И, подхватив Олю, он понесся в ужасном галопе, нырял вприсядку и топал ногами об пол с нестерпимым ухарством. Окончательно махнув рукой на музыку, старики пошли в пляс по двое и по трое, обнявшись и приткнувшись друг к другу лбами. Шотман примкнул к одной из таких танцующих троек. Но тройка не пускала его к себе.
— Ты чего все ищешь, Соломон? — шипел на него Полухрустов. — Ты ищешь цемент, я знаю.
Испуганно обнимая его, Шотман прижался к нему щекой и вкрадчиво зашептал отчаянным голосом:
— Тсс… тонн десять, это ж не просьба…
— Не выйдет, — сказал Полухрустов, кружась…
— Да, едва ли, — сказал Янков, бывший в тройке за даму.
— Что значит — не выйдет… Я подкину жиров…
— А, это дело, — сразу заинтересовались все трое, и Гаврила Янков небрежно спросил: — Сколько же подкинешь? Жиры-то фондированные?..
Они закружились, затопали вчетвером, шепчась и ругаясь.
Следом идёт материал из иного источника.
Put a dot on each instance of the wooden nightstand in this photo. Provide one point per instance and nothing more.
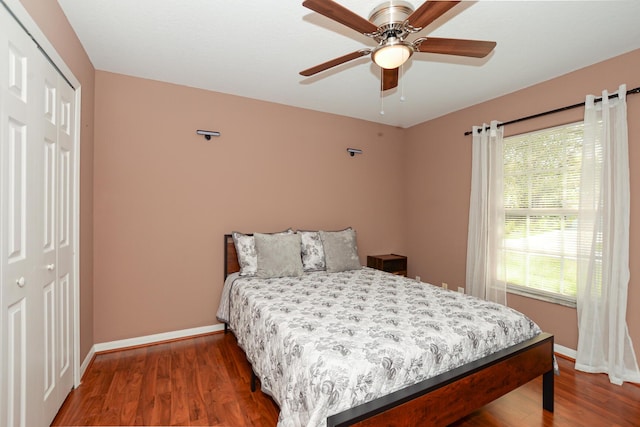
(392, 263)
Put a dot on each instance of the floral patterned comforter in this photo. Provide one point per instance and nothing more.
(326, 342)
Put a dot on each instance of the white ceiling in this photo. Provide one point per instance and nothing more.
(257, 48)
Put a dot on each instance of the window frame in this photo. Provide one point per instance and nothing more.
(529, 291)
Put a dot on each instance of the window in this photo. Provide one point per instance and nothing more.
(541, 200)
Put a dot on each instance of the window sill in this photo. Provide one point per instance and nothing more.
(541, 295)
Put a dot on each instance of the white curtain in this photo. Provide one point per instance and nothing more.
(604, 344)
(486, 216)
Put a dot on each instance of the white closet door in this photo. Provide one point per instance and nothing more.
(36, 295)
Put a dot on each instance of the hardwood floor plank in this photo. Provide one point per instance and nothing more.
(205, 381)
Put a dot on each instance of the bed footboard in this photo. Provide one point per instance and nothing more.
(448, 397)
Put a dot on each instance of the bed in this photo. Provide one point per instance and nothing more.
(311, 391)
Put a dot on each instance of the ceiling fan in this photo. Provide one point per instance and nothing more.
(389, 24)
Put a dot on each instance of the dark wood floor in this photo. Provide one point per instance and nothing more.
(204, 381)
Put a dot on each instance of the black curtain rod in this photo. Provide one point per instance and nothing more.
(557, 110)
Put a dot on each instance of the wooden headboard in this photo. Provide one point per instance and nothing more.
(231, 264)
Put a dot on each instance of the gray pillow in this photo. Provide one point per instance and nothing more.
(312, 251)
(246, 250)
(340, 250)
(278, 255)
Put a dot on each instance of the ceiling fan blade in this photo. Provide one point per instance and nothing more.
(389, 78)
(337, 61)
(460, 47)
(429, 11)
(340, 14)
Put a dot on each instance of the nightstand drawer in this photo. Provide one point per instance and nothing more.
(391, 263)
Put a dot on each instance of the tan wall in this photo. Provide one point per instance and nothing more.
(165, 196)
(438, 168)
(53, 23)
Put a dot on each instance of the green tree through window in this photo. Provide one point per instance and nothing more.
(541, 199)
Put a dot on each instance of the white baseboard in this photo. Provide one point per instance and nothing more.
(86, 362)
(565, 351)
(150, 339)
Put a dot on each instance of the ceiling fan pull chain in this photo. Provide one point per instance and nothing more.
(402, 98)
(381, 92)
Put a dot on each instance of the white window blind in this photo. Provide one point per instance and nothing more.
(541, 199)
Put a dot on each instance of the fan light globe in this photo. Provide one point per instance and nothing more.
(392, 55)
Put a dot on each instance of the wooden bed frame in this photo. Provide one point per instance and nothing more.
(446, 398)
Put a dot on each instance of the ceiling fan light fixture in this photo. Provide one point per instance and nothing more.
(392, 55)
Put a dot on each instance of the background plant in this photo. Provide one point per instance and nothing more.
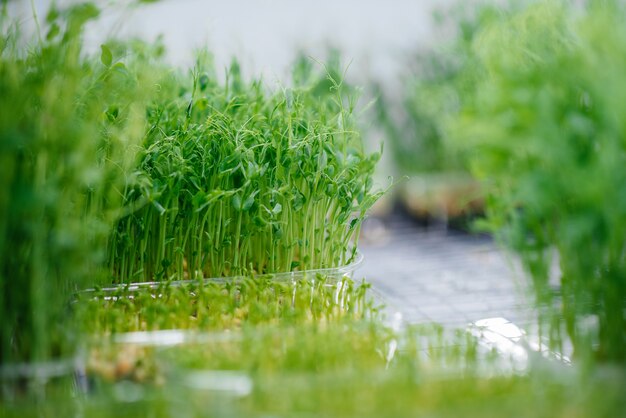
(545, 129)
(69, 127)
(435, 86)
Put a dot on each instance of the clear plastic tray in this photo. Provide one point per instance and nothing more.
(332, 273)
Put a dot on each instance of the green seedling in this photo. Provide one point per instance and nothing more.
(235, 179)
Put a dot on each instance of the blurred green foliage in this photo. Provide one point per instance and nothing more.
(70, 125)
(544, 127)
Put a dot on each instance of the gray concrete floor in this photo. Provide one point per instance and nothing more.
(435, 274)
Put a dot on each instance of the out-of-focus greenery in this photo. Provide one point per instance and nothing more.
(435, 87)
(544, 127)
(220, 306)
(70, 125)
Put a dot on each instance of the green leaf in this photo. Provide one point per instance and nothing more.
(236, 202)
(106, 57)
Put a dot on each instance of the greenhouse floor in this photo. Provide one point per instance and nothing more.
(436, 274)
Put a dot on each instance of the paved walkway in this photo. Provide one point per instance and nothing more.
(439, 275)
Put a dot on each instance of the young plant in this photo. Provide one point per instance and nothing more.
(235, 179)
(223, 306)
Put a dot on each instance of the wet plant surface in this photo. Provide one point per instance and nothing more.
(179, 244)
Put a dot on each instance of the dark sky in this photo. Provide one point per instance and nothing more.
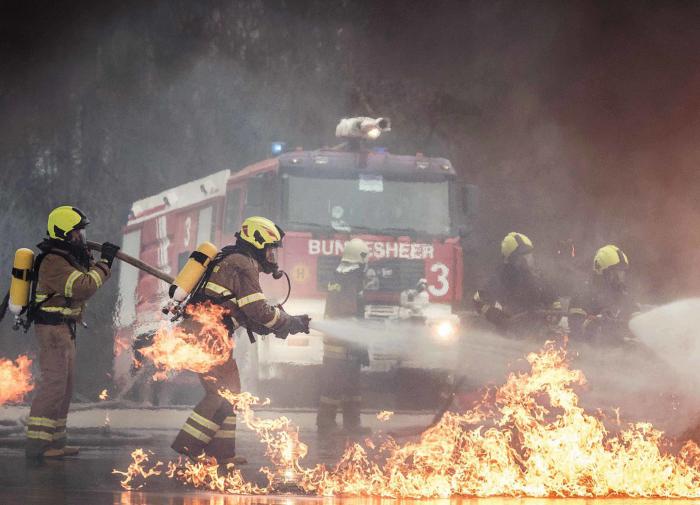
(578, 119)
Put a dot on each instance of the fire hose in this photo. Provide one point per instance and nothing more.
(145, 267)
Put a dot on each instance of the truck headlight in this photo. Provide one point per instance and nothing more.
(445, 331)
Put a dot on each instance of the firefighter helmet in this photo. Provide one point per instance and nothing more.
(356, 251)
(260, 232)
(65, 219)
(609, 256)
(515, 244)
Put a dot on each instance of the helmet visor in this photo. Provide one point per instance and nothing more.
(271, 255)
(81, 236)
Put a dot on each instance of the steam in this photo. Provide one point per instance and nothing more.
(652, 379)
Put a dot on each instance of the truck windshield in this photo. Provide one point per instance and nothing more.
(369, 203)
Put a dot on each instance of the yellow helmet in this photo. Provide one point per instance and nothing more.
(609, 256)
(260, 232)
(515, 243)
(356, 251)
(65, 219)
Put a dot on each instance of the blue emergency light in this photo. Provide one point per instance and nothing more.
(278, 147)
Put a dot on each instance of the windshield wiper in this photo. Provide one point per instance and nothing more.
(316, 226)
(411, 232)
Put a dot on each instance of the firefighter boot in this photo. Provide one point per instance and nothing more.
(351, 418)
(325, 418)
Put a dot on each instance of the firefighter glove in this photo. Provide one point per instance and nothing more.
(299, 324)
(109, 251)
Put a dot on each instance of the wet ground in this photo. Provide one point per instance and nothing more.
(87, 479)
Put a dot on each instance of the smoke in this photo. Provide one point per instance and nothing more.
(652, 380)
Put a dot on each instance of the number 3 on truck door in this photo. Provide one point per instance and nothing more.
(442, 285)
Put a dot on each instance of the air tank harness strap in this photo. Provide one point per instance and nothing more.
(56, 319)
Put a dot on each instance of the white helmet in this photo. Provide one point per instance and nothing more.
(356, 251)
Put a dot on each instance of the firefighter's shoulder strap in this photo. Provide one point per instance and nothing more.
(33, 307)
(4, 304)
(198, 294)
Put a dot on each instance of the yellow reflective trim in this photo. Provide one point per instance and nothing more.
(274, 320)
(66, 311)
(255, 297)
(218, 289)
(96, 277)
(41, 421)
(204, 421)
(334, 349)
(41, 435)
(68, 291)
(196, 433)
(225, 434)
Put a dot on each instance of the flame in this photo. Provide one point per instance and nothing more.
(16, 379)
(197, 348)
(385, 415)
(530, 439)
(204, 474)
(121, 344)
(281, 438)
(137, 469)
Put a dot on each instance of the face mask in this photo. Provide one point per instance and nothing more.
(271, 255)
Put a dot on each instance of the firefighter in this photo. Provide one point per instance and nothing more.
(67, 277)
(602, 312)
(232, 280)
(517, 299)
(342, 362)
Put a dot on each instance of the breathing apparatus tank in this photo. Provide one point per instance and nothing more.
(192, 272)
(20, 285)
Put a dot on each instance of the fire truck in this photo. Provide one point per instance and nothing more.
(410, 209)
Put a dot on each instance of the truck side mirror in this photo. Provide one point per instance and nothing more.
(255, 197)
(469, 200)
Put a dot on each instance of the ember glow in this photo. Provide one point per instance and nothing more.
(16, 379)
(204, 474)
(138, 470)
(533, 439)
(198, 344)
(385, 415)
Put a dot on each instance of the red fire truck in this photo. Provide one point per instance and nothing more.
(410, 210)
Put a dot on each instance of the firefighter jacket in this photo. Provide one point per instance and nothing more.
(344, 301)
(601, 314)
(237, 276)
(512, 292)
(64, 285)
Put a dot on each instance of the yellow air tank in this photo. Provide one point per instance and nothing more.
(21, 282)
(193, 271)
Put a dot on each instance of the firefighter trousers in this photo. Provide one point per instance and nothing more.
(46, 426)
(211, 428)
(340, 389)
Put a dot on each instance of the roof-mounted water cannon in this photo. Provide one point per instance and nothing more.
(363, 128)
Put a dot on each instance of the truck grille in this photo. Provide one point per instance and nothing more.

Другие плясали так же, как эти, обсуждая какие-то планы или что-нибудь выпрашивая один у другого и переходя из тройки в тройку.
Они клянчили не из бедности, а скорее из соображений бережливости. Пятилетний план разрастался, ветвился, к нему все время добавлялись какие-то новые, неизвестно как возникающие замыслы и начинания, и казалось, никто не сумеет предусмотреть всех нужд в материалах, и нужно копить и копить не успокаиваясь. Партийные работники, прокуроры, военные деятели, ученые, они сейчас стали строителями, хозяйственниками, прорабами. И это увлекало их. Ольгу вовлекли в один из таких разговоров о рисе, и когда она вырвалась и поискала глазами своего комдива, он уже крепко сидел верхом на стуле и азартно говорил о новой системе обучения призываемых, которая — просто чудо!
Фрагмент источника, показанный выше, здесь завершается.